Recently, though, focus has also turned to whether fashion can actually have a positive impact on the planet, with the likes of Burberry, Gucci-owner Kering and LVMH all launching major biodiversity initiatives to restore nature in the past year. And just this week, the Sustainable Markets Initiative’s Fashion Taskforce, set up by Prince Charles, announced its Regenerative Fashion Manifesto, which outlines the need to move towards an industry that is both “climate and nature positive.”
To begin with, the taskforce—which includes major brands such as Burberry, Chloé and Stella McCartney—is launching a €1 million investment program in the Himalayas to restore biodiversity in the region, which is known for its cashmere, cotton and silk, as well as reviving traditional craft. “It’s the first in a long series of projects,” Federico Marchetti, former Yoox Net-a-Porter CEO and chair of the Fashion Taskforce, tells Vogue. “We’re committed to progress towards regenerative fashion—I do believe fashion can have a positive impact.”
“Regenerative” has become something of a buzzword in fashion of late. In short, it’s about replenishing our ecosystems in a way that allows them to continue to bounce back—moving away from the linear, extractive way in which the industry currently operates and towards a more circular, nature-based system. “It’s investing back in nature, in biodiversity,” Marc Palahi, chair of the Circular Bioeconomy Alliance, which is partnering with the Fashion Taskforce on the Regenerative Fashion Manifesto, explains.
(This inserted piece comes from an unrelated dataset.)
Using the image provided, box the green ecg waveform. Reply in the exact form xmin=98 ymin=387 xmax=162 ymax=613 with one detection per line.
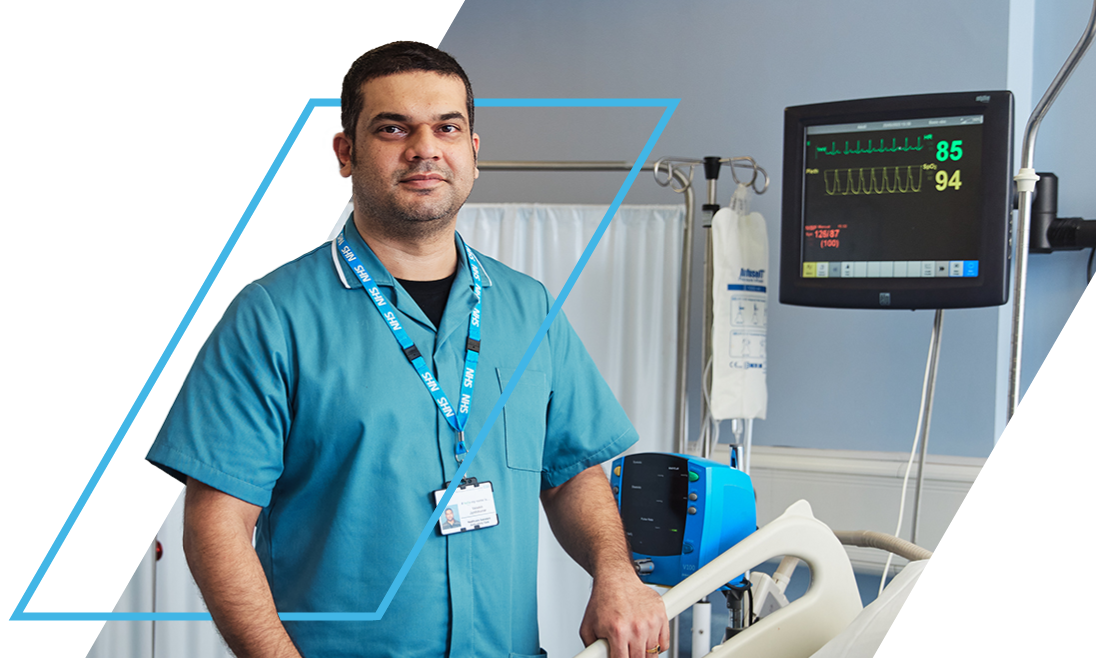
xmin=814 ymin=135 xmax=929 ymax=159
Given that so many of our clothes come directly from nature (be it cotton, wool or leather), a huge part of that is shifting towards regenerative agricultural practices, such as no-tilling, growing a range of different crops, and integrating livestock. “Regenerative agriculture is really the future,” Beth Jensen, director of climate+ strategy at the Textile Exchange, says. “It’s about working in harmony with nature, increasing biodiversity, addressing water concerns [and] everything that’s related to soil health. It’s our ability to source materials moving forward in a way that potentially gives more than it’s taking from the environment.”